= Dave McKenzie (artist) =

Dave McKenzie is a visual and performance artist born in Kingston, Jamaica. Recent solo exhibitions include “Dave McKenzie: Everything’s Alright, Nothing’s Okay!” at the Rosenwald-Wolf Gallery at the University of the Arts, Philadelphia, PA; “Dave McKenzie,” at the Aspen Art Museum in Aspen, Colorado; “Screen Doors on Submarines,” REDCAT, Los Angeles; and “Momentum 8: Dave McKenzie,” The Institute of Contemporary Art, Boston.
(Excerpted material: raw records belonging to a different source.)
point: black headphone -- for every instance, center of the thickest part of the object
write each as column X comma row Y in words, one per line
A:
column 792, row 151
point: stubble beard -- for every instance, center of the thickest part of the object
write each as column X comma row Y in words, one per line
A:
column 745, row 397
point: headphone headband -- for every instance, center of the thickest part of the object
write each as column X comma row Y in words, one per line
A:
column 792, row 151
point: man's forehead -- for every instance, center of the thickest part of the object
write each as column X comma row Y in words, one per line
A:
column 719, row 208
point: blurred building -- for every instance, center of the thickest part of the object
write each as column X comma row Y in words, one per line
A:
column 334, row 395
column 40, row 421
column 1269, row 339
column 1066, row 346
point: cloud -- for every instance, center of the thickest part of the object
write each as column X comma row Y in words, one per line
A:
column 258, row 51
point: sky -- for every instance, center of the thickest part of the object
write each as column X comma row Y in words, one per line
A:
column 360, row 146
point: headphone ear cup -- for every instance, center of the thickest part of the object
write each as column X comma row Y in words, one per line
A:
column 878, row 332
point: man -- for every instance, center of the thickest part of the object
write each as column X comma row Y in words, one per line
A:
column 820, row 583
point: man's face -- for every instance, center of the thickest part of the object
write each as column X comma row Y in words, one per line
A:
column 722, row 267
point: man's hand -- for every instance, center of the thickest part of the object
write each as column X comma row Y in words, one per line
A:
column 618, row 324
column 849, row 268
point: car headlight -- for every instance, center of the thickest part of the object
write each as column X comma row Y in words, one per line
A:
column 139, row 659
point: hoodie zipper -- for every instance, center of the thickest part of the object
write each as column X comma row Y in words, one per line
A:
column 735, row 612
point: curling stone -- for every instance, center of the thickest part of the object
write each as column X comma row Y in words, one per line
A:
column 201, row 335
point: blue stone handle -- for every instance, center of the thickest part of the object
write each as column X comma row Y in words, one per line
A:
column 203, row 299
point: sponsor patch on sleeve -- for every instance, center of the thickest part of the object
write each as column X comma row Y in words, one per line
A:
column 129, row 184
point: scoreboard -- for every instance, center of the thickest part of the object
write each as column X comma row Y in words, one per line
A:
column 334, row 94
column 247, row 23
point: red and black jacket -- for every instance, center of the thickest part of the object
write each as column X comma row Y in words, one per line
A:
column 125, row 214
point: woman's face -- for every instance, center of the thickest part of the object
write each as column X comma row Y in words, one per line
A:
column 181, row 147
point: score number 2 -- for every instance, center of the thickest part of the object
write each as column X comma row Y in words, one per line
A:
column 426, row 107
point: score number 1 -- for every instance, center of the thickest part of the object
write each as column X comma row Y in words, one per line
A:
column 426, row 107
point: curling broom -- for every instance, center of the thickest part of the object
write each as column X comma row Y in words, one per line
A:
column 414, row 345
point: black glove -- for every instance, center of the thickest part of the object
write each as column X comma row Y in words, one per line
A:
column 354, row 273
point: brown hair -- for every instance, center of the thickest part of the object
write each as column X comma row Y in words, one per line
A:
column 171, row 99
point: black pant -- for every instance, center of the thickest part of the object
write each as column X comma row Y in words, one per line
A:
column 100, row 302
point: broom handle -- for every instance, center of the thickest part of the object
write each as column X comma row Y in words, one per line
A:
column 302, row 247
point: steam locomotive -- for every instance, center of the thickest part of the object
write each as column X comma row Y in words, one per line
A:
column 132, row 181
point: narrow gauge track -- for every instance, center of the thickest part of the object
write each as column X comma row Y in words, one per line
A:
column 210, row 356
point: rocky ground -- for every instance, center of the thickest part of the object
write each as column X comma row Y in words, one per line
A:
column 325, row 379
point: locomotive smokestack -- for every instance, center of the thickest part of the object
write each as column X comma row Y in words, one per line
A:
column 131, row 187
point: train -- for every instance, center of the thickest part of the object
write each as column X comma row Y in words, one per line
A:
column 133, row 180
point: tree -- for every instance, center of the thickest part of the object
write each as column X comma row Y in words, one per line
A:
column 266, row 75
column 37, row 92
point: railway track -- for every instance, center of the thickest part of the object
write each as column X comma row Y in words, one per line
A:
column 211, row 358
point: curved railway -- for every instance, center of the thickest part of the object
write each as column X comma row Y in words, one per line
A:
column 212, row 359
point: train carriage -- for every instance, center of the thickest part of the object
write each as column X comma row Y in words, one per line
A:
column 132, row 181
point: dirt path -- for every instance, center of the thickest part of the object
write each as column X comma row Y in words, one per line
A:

McKenzie's work was included in “Etched in Collective History,” at the Birmingham Museum of Art, Birmingham, AL; “Radical Presence: Black Performance in Contemporary Art,” at the Contemporary Arts Museum Houston, Houston, TX; “Prospect.1” New Orleans, LA; and in other group exhibitions at the RISD Museum, Providence, RI; the New Museum, New York, NY; the Indianapolis Museum of Art, Indianapolis, IN, in “The Studio Museum in Harlem, NY; The Kitchen, New York, NY; and at the Brooklyn Museum of Art, Brooklyn, NY. He received a Foundation for Contemporary Arts Grants to Artists award (2018).

==Education==
In 2000, he earned a BFA in printmaking from the University of the Arts in Philadelphia, Pennsylvania, and attended the Skowhegan School of Painting and Sculpture.